C’est incroyable… Depuis le début des années 90s (il y a 30 ans), les alertes se succèdent pour signaler la médiocrité moyenne des articles et rien ne change. Félicitons une équipe d’auteurs australiens qui ont montré que malgré des mises à jour des instructions aux auteurs, rien ne change.

Spins : 64 % des articles avec des valeurs de p entre 0,05 et 0,1 les ont interprétées de manière erronée comme des tendances statistiques

f1000researchJ’ai aimé un manuscrit déposé fin novembre 2023 sur F1000Research, plateforme que je trouve pas mal. Bon modèle de publication. Ce manuscrit attend d’être évalué par des pairs et en le lisant, j’ai remarqué des points à corriger. Je n’ai pas 2 ou 3 heures pour écrire un avis de lecture ! Cela ne remet pas en cause le fond. Il est agréable à lire et les 54 références permettent d’avoir une collection d’articles montrant la médiocrité de le littérature. Allez voir la figure 1 : pour 580 articles du Journal of Neurophysiology, la plupart des items sont mauvais pour la moitié des articles, donc les articles sont à jeter. Le message rejoint celui d’un article de PLOS que j’ai présenté le 14 novembre.
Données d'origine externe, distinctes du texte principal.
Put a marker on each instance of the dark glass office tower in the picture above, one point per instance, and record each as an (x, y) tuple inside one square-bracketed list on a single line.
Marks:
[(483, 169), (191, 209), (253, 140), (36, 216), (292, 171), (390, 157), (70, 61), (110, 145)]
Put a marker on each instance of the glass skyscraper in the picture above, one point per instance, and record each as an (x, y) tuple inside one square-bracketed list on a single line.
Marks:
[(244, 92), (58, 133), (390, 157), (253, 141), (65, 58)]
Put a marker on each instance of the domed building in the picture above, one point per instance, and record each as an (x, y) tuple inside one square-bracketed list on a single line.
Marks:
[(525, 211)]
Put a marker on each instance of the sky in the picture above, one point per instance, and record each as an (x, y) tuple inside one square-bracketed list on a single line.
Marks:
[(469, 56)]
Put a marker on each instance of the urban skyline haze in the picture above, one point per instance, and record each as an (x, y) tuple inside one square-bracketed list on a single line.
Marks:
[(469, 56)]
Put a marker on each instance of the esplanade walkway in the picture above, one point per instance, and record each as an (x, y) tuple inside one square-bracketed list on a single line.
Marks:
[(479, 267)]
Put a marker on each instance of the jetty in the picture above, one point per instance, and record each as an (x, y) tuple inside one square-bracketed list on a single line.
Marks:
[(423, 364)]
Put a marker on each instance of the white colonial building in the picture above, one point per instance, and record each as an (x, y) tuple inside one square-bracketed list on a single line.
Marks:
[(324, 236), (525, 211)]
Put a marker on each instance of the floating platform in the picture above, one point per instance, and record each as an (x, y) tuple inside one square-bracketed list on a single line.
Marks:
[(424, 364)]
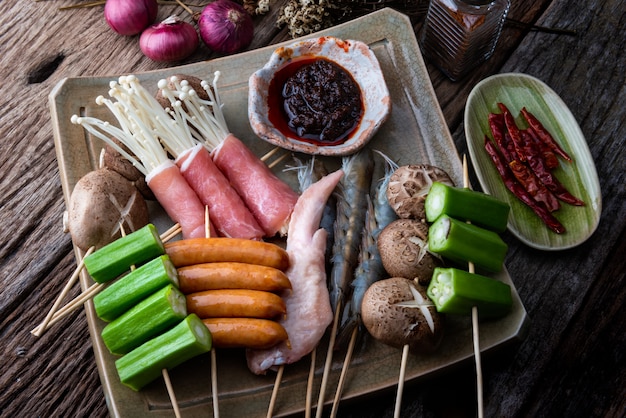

Les auteurs s’interrogent sur les responsables de ces dérives majeures. Qui sont-ils ? Les relecteurs/réviseurs/reviewers en premier lieu.. Oui mais ils n’ont pas le temps de lire et ils ne connaissent pas bien les stat ! Les rédacteurs des revues… Oui, mais ils veulent faire vivre leur revue et publier en priorité ! Les auteurs et chercheurs… Oui, mais ils doivent faire avancer leur carrière en priorité ! Les causes sont surtout systémiques : les incitations du type Publish or Perish, les modèles économiques des revues et des allocations des ressources pour les chercheurs. C’est la faute à tout le monde… Bien d’accord et tous attendent que le voisin bouge et donne l’exemple…  mais, malgré toutes les déclarations vertueuses, rien ne bouge.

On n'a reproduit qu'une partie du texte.